Financial statements are the end product of the accounting process. Financial statements are historical in nature and are prepared by following the accounting concepts and principles.
According to John N Meyer, "Financial statements provide a summary of accounts of business enterprise, the balance sheet reflecting the assets, liabilities and capital as on a certain date and income statement showing the results and operations during a certain period."
A set of financial statements as per Section 2(40) of the Companies Act, 2013 includes
Balance Sheet: It is a statement of assets and liabilities, showing the financial position of an enterprise at a given date. It is also known as a position statement.
Statement of Profit and Loss: It shows the net result of business operations during an accounting period. It is also known as an income statement.
Cash Flow Statement: It is a statement prepared according to AS-3 to show inflow and outflow of cash and cash equivalents.

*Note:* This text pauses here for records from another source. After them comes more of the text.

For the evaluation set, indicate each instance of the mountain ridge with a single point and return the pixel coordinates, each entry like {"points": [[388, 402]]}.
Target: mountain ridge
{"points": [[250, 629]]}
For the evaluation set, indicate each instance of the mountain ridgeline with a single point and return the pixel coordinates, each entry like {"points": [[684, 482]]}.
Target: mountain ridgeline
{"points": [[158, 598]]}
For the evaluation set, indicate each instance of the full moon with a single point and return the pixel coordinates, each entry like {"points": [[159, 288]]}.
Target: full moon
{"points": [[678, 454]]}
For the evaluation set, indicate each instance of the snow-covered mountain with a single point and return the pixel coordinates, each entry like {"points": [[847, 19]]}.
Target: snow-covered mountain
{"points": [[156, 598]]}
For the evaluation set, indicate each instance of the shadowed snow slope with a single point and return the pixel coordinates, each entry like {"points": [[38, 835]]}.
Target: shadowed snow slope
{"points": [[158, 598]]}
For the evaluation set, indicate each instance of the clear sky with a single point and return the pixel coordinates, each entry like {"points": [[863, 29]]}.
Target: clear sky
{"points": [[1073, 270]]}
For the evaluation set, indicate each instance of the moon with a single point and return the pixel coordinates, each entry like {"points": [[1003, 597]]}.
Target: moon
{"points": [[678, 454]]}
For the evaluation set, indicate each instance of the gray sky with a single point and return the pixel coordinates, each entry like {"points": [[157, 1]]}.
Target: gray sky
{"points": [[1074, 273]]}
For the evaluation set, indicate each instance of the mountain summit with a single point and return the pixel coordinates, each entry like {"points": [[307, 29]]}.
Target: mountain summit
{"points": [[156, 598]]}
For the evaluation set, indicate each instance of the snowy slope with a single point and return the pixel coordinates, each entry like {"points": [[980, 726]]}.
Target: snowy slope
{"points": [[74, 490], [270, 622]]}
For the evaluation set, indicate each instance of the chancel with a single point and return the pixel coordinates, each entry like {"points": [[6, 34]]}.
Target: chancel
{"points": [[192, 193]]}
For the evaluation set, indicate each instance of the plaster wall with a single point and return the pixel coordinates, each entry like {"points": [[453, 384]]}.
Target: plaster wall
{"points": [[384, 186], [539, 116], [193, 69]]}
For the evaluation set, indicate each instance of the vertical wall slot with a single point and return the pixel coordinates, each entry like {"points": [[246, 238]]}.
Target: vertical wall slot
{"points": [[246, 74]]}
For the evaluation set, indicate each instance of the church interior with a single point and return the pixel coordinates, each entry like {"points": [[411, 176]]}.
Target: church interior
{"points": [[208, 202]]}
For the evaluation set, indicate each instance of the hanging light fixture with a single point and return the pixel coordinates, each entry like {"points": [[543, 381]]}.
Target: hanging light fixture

Statement of Changes in Equity: it is a statement prepared according to AS-3 to show inflow and outflow of cash and cash equivalents.
Notes of Accounts: It is an explanatory note annexed to any document referred to above.
Objectives of Financial Statements:
- The companies prepare financial statements to provide information about the company's earning power to the prospective investors, government, customers, regulators, lenders, and suppliers.
- It is also prepared for self-analysis and learning how the company has performed in the preceding year. The aim is to collect and present the financial data in a prescribed format that helps the firm compare with other firms and plan for the future.
- The effectiveness of the workforce and management can be easily judged by comparing past performance with the company standards and industry standards.